Disclaimer: This isn’t real. At all. Let’s be clear now…NOT REAL. Promise me you don’t think any of this is true or any of these actors are ACTUALLY like this. What is true? Pattinson did wear that outfit and must have gotten a bit “tipsy” with an electric shaver.
PFACH: Cheers, Ian! Where’s the bloody bar in this place?
ISomer: Peter Fachinelli? Where did you get my phone number?
PFACH: It’s me, Rob! I stole Peter’s phone. He won’t mind he’s like my da. I got this free phone from AT&T, but it doesn’t text. It DOES have a neat flip lid, so I won’t accidentally call Nikki Reed anymore. Kristen doesn’t like that. So where’s the bar?
ISomer: Leave me alone. He last thing you need is a drink.
PFACH: I always need a drink, bloke! But it’s for my date.
ISomer: Kristen Stewart isn’t here. Did you come with the other vampire girl?
PFACH: That sexy little bird? Nina Di…Russian something? I tried to chat her up on the carpet. I think we are hitting up Mickey D’s after the show.
ISomer: That’s my girlfriend!!!!!
PFACH: I truly apologize, Ian! But isn’t she a bit young for you? She’s like 16 and your 40.
ISomer: I…I…what is wrong with you! By the way, I’m 33!
PFACH: You look so much older. Anyway, back to the bar. Betty wants to get her drink on.
ISomer: Betty White? What?!?
PFACH: Those older bird love to get their drink on! I learned this on the Water For Elephants set with Reese. She loved those G&T’s…hold on a sec! I just won!
I’m back! What did you think of my speech?
ISomer: It sucked, Sparkles.
PFACH: That wasn’t nice. Oh it’s Paul!
PWes: Dude, nice speech! I should plan you a celebration party! It would be better with Nina’s help, but IAN doesn’t let her help anymore.
ISomer: She can’t spend everyday at you house picking out decorative party napkins, Paul. It’s getting obsessive and, to tell the truth, weird.
PWes: You’re just jealous I never ask you on your opinion on my napkins.
Anyway, ROB what happened to your hair?!? OMG!
PFACH: A little razor incident. You see, Tom and I got a 12 pack of Heineken. We thought Sienna and Kristen would like us free of cumbersome hair. Tom chickened last minute and here I am left hairless. Kristen is quite put out and keeps mentioning Chris Helmsworth’s flowing locks. Stupid Snow White.
ISomer: You know what’s stupid? Your story and your shirt.
PWes: I like his shirt. It shows he’s relaxed and fun.
ISomer: You would.
PFACH: Paul would, because he is a true friend. I like your shirt, too. The rolled sleeves are a nice touch!

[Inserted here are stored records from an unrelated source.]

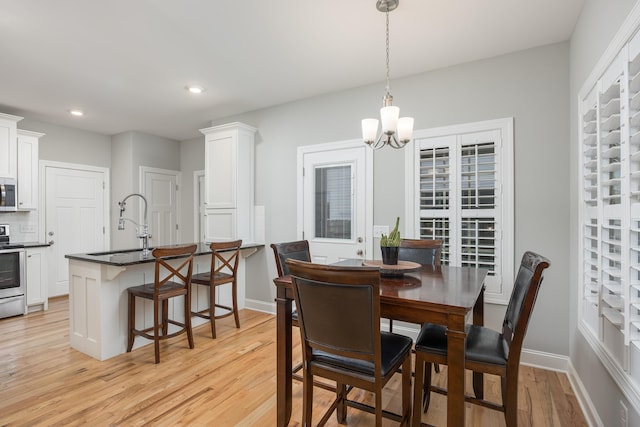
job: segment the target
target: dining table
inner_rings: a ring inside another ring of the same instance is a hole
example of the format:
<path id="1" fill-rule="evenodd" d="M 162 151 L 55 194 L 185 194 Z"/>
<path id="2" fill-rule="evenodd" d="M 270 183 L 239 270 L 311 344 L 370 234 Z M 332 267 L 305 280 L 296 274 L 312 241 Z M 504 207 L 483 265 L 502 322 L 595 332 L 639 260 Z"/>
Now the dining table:
<path id="1" fill-rule="evenodd" d="M 375 262 L 373 262 L 375 263 Z M 372 262 L 347 259 L 334 265 L 363 266 Z M 447 425 L 465 423 L 465 323 L 469 313 L 475 325 L 484 323 L 484 281 L 488 270 L 475 267 L 420 266 L 402 273 L 384 270 L 380 275 L 381 317 L 447 328 Z M 293 290 L 290 276 L 273 279 L 276 286 L 277 323 L 277 426 L 287 426 L 292 409 Z M 482 374 L 473 374 L 473 390 L 483 398 Z"/>

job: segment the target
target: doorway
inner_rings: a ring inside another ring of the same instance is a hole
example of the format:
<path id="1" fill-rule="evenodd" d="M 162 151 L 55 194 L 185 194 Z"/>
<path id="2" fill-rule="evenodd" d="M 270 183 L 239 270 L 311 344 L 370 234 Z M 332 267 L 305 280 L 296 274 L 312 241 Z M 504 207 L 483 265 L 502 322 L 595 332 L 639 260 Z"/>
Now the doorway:
<path id="1" fill-rule="evenodd" d="M 179 200 L 180 172 L 140 167 L 140 188 L 147 199 L 147 224 L 153 247 L 174 245 L 179 240 Z M 144 220 L 141 213 L 141 223 Z"/>
<path id="2" fill-rule="evenodd" d="M 41 162 L 40 240 L 49 249 L 48 296 L 69 293 L 67 254 L 106 250 L 109 170 L 58 162 Z"/>

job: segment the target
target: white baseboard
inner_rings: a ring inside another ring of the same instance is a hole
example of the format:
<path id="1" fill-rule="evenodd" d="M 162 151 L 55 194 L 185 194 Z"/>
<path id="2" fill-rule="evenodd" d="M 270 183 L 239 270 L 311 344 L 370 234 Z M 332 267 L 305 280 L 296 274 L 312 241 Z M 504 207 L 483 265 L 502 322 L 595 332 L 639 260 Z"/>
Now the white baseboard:
<path id="1" fill-rule="evenodd" d="M 276 314 L 276 304 L 267 303 L 264 301 L 247 299 L 245 300 L 245 308 L 250 310 L 261 311 L 263 313 Z M 389 330 L 389 321 L 382 319 L 382 330 Z M 420 329 L 418 325 L 415 327 L 411 324 L 396 322 L 393 325 L 393 331 L 402 335 L 416 339 Z M 604 427 L 602 420 L 598 416 L 596 408 L 593 406 L 593 402 L 589 397 L 589 393 L 582 384 L 582 380 L 578 376 L 576 370 L 571 364 L 571 360 L 568 356 L 562 356 L 559 354 L 546 353 L 537 350 L 522 349 L 522 355 L 520 357 L 520 363 L 527 366 L 533 366 L 541 369 L 548 369 L 551 371 L 564 372 L 569 378 L 569 383 L 573 389 L 573 393 L 578 400 L 578 404 L 584 413 L 587 423 L 591 427 Z"/>
<path id="2" fill-rule="evenodd" d="M 249 310 L 261 311 L 268 314 L 276 314 L 275 302 L 264 302 L 257 299 L 247 298 L 244 300 L 244 308 L 248 308 Z"/>
<path id="3" fill-rule="evenodd" d="M 591 427 L 604 427 L 604 423 L 598 416 L 598 411 L 595 406 L 593 406 L 593 402 L 589 397 L 589 392 L 585 388 L 582 380 L 578 376 L 575 368 L 571 361 L 569 361 L 569 370 L 567 372 L 567 376 L 569 377 L 569 383 L 571 383 L 571 389 L 573 390 L 573 394 L 576 395 L 576 399 L 578 399 L 578 404 L 582 409 L 582 413 L 587 420 L 587 424 Z"/>

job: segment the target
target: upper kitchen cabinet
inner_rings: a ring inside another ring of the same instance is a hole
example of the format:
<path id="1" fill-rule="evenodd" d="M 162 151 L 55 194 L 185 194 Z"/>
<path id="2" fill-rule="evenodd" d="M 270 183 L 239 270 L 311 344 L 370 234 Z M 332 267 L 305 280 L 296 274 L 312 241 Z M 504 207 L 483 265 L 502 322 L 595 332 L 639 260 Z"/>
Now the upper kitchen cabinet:
<path id="1" fill-rule="evenodd" d="M 18 177 L 17 128 L 22 117 L 0 113 L 0 177 Z"/>
<path id="2" fill-rule="evenodd" d="M 38 209 L 38 144 L 43 133 L 18 129 L 18 209 Z"/>
<path id="3" fill-rule="evenodd" d="M 205 135 L 205 239 L 253 241 L 256 128 L 230 123 Z"/>

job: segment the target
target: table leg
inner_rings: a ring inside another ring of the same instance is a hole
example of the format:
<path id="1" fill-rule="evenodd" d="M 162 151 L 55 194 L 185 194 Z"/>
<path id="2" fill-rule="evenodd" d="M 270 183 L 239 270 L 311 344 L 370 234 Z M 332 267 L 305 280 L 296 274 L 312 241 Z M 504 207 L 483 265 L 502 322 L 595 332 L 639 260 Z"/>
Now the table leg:
<path id="1" fill-rule="evenodd" d="M 464 427 L 464 316 L 449 315 L 447 327 L 447 426 Z"/>
<path id="2" fill-rule="evenodd" d="M 285 289 L 278 287 L 276 298 L 276 399 L 277 426 L 289 425 L 291 419 L 291 299 Z"/>
<path id="3" fill-rule="evenodd" d="M 473 307 L 473 324 L 484 326 L 484 286 Z M 473 373 L 473 394 L 478 399 L 484 399 L 484 379 L 481 372 Z"/>

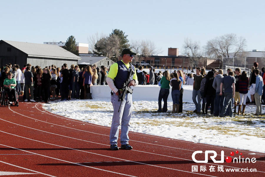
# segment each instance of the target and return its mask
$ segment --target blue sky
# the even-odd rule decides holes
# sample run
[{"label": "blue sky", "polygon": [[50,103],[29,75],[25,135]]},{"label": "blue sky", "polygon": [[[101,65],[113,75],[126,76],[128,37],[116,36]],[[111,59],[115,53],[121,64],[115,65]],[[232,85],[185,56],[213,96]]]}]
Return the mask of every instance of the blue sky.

Not stuffy, like Mr. Fancy Pants.
Look! Your lady won, Ian! Why is she smiling at Paul?
ISomer: Please stop.
PFACH: Don’t be put out. She probably misses picking out streamers with him, you know.
PWes: She really does. It’s true! She texts me fun entertaining ideas all day long! Like for instance, do you think 100 Monkeys would play her cousin’s 13th birthday party? He loves Twilight!

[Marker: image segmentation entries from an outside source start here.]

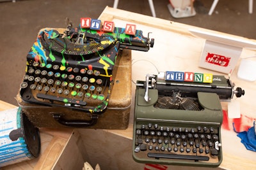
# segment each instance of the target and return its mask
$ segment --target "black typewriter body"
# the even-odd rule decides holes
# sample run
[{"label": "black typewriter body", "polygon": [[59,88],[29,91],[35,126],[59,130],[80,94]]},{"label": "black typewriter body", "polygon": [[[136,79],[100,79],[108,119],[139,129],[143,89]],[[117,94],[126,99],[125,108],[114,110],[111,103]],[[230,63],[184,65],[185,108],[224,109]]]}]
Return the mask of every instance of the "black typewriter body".
[{"label": "black typewriter body", "polygon": [[137,81],[132,148],[135,161],[220,166],[223,159],[220,99],[231,97],[234,90],[228,80],[218,77],[223,81],[204,85],[165,81],[154,75]]},{"label": "black typewriter body", "polygon": [[[84,113],[91,121],[76,121],[77,126],[92,125],[107,109],[120,49],[147,52],[153,45],[154,39],[139,30],[127,35],[122,28],[108,32],[72,24],[67,29],[42,29],[27,55],[19,96],[29,104]],[[61,116],[52,115],[65,125],[76,126]]]}]

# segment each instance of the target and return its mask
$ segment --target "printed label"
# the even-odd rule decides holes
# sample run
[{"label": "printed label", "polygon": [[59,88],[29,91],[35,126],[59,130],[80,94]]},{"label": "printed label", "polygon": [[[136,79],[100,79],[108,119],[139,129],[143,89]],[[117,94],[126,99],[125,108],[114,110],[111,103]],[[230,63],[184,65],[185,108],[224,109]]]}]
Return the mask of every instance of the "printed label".
[{"label": "printed label", "polygon": [[230,59],[231,58],[228,57],[208,53],[207,56],[205,57],[205,62],[220,66],[227,67],[230,61]]}]

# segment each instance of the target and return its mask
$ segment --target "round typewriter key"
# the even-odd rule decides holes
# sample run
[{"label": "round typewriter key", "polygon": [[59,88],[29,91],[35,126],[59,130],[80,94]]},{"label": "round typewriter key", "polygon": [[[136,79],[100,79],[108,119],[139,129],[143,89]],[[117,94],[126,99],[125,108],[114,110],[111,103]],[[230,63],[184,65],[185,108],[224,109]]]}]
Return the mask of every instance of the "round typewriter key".
[{"label": "round typewriter key", "polygon": [[56,92],[56,89],[54,87],[51,88],[50,92],[51,92],[52,93],[55,92]]},{"label": "round typewriter key", "polygon": [[43,76],[45,76],[47,74],[47,71],[46,70],[43,70],[41,72],[41,74]]},{"label": "round typewriter key", "polygon": [[28,70],[28,73],[32,74],[33,73],[34,73],[34,71],[35,71],[35,69],[29,69]]},{"label": "round typewriter key", "polygon": [[73,71],[74,71],[74,73],[77,73],[78,72],[79,72],[79,69],[77,67],[74,67],[73,69]]},{"label": "round typewriter key", "polygon": [[100,74],[100,72],[99,72],[99,71],[95,70],[93,71],[93,74],[94,75],[95,75],[96,76],[99,76]]},{"label": "round typewriter key", "polygon": [[47,73],[47,76],[49,76],[49,77],[52,76],[53,74],[54,74],[54,73],[53,73],[52,71],[49,71]]},{"label": "round typewriter key", "polygon": [[102,80],[101,80],[101,79],[97,79],[97,80],[96,80],[96,83],[97,83],[98,85],[100,85],[100,84],[101,84],[102,83]]},{"label": "round typewriter key", "polygon": [[68,79],[70,80],[73,80],[74,78],[75,78],[75,76],[73,75],[73,74],[69,74],[68,75]]},{"label": "round typewriter key", "polygon": [[77,84],[76,85],[76,89],[80,89],[81,87],[82,87],[82,85],[81,85],[81,84],[80,84],[80,83],[77,83]]},{"label": "round typewriter key", "polygon": [[87,78],[87,77],[83,77],[83,78],[82,78],[82,81],[83,81],[83,82],[86,82],[86,81],[88,81],[88,78]]},{"label": "round typewriter key", "polygon": [[43,89],[43,87],[42,87],[42,85],[38,85],[38,86],[36,86],[36,89],[37,90],[41,90],[42,89]]},{"label": "round typewriter key", "polygon": [[44,62],[41,63],[41,64],[40,64],[40,67],[45,67],[45,63],[44,63]]},{"label": "round typewriter key", "polygon": [[91,83],[93,83],[94,82],[95,82],[95,79],[94,78],[91,78],[90,79],[89,79],[89,82]]},{"label": "round typewriter key", "polygon": [[23,78],[24,78],[24,80],[27,80],[29,77],[29,75],[26,74]]},{"label": "round typewriter key", "polygon": [[46,67],[47,69],[51,69],[52,67],[52,65],[51,64],[46,64]]},{"label": "round typewriter key", "polygon": [[26,87],[28,87],[28,83],[27,82],[22,82],[21,84],[20,84],[20,88],[21,89],[25,89]]},{"label": "round typewriter key", "polygon": [[86,73],[86,70],[85,69],[80,69],[80,73],[81,74],[85,74]]},{"label": "round typewriter key", "polygon": [[56,73],[55,74],[54,74],[54,76],[56,77],[56,78],[59,78],[59,77],[60,77],[60,73]]},{"label": "round typewriter key", "polygon": [[68,95],[69,94],[69,90],[65,90],[63,91],[63,94],[65,95]]},{"label": "round typewriter key", "polygon": [[103,101],[105,99],[105,97],[103,94],[100,94],[98,96],[97,98],[98,100],[99,100],[100,101]]},{"label": "round typewriter key", "polygon": [[102,90],[102,88],[101,87],[97,87],[96,88],[96,90],[97,90],[98,92],[100,92]]},{"label": "round typewriter key", "polygon": [[34,90],[35,89],[36,89],[36,86],[35,84],[32,84],[29,87],[30,89],[31,89],[31,90]]},{"label": "round typewriter key", "polygon": [[87,90],[88,89],[88,85],[83,85],[83,86],[82,86],[82,88],[83,88],[83,89],[84,89],[84,90]]},{"label": "round typewriter key", "polygon": [[71,67],[68,67],[67,68],[67,72],[71,72],[71,71],[72,71],[72,70],[73,70],[73,68]]},{"label": "round typewriter key", "polygon": [[35,78],[35,81],[36,82],[39,82],[41,80],[41,78],[40,77],[36,77]]},{"label": "round typewriter key", "polygon": [[81,79],[82,79],[82,78],[80,76],[76,76],[76,81],[80,81]]},{"label": "round typewriter key", "polygon": [[72,88],[74,86],[75,86],[75,83],[73,83],[73,82],[70,82],[70,83],[68,83],[68,87],[70,87],[70,88]]},{"label": "round typewriter key", "polygon": [[39,66],[39,63],[38,63],[38,62],[34,62],[33,63],[33,66],[34,67],[38,66]]},{"label": "round typewriter key", "polygon": [[68,85],[68,82],[67,82],[67,81],[63,81],[63,82],[62,82],[62,83],[61,83],[61,85],[62,85],[63,87],[66,87],[66,86],[67,86],[67,85]]},{"label": "round typewriter key", "polygon": [[92,95],[92,98],[93,98],[93,99],[96,99],[97,96],[98,96],[96,94],[93,94]]},{"label": "round typewriter key", "polygon": [[60,69],[61,71],[64,71],[65,69],[66,69],[66,67],[64,66],[60,66]]},{"label": "round typewriter key", "polygon": [[92,69],[87,70],[87,74],[88,74],[89,75],[92,75],[92,73],[93,73],[93,71],[92,71]]},{"label": "round typewriter key", "polygon": [[57,93],[61,94],[61,93],[62,93],[63,91],[63,90],[62,89],[57,89]]},{"label": "round typewriter key", "polygon": [[77,93],[77,96],[81,97],[83,97],[83,94],[83,94],[83,92],[79,92]]},{"label": "round typewriter key", "polygon": [[47,80],[45,78],[43,78],[42,79],[41,79],[41,83],[45,83],[47,81]]},{"label": "round typewriter key", "polygon": [[84,97],[86,98],[89,98],[90,97],[91,97],[91,94],[90,93],[86,93],[84,94]]},{"label": "round typewriter key", "polygon": [[76,95],[77,95],[77,92],[76,91],[72,91],[71,92],[71,95],[73,96],[75,96]]},{"label": "round typewriter key", "polygon": [[94,85],[91,85],[89,87],[89,90],[91,90],[91,91],[93,91],[95,89],[95,87]]},{"label": "round typewriter key", "polygon": [[59,69],[59,66],[58,66],[58,65],[54,65],[54,66],[53,66],[53,67],[52,67],[52,68],[54,69],[55,69],[55,70],[57,70],[57,69]]},{"label": "round typewriter key", "polygon": [[53,81],[52,79],[49,79],[49,80],[48,80],[48,81],[47,81],[47,83],[49,84],[49,85],[52,84],[53,82],[54,82],[54,81]]},{"label": "round typewriter key", "polygon": [[61,84],[61,81],[60,81],[60,80],[56,80],[55,81],[55,85],[60,85]]},{"label": "round typewriter key", "polygon": [[67,74],[61,74],[61,78],[67,78],[68,77],[68,75]]},{"label": "round typewriter key", "polygon": [[40,74],[41,73],[41,70],[40,69],[36,69],[36,71],[35,71],[35,74]]},{"label": "round typewriter key", "polygon": [[34,77],[33,76],[29,76],[28,81],[33,81],[33,80],[34,80]]},{"label": "round typewriter key", "polygon": [[49,90],[50,90],[50,88],[48,86],[45,86],[45,87],[44,87],[44,91],[48,92]]}]

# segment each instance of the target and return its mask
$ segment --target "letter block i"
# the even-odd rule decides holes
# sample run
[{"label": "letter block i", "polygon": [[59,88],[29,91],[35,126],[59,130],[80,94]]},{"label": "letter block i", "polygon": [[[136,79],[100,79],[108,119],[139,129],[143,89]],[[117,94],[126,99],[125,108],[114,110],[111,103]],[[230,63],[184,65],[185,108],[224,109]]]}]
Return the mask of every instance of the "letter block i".
[{"label": "letter block i", "polygon": [[115,24],[111,21],[104,21],[102,31],[106,32],[114,32]]},{"label": "letter block i", "polygon": [[81,18],[80,25],[81,28],[90,28],[91,27],[91,18]]},{"label": "letter block i", "polygon": [[135,36],[136,25],[127,24],[125,27],[125,34],[128,35]]}]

PFach: Sure. It’s not like Jackson is doing anything else.
ISomer: Will you two stop! My category is up next!
*Three sad minutes later*
PFACH: Sorry, Man. I do like that bloke from Serenity. I’ve never seen Castle. But i love Serenity, I should do SciFi. You know that the creator of Serenity created Buffy? Now THAT’S a good vampire tv show!
ISomer: I am so going to make fun of you on Twitter now. Well after a send a series of tweets about the plight of rare butterflies.
Yeah, those two should hug it out or at least do Dancing With The Stars together. #scaryimagesoftheday Can’t wait to see them at the MTV Awards!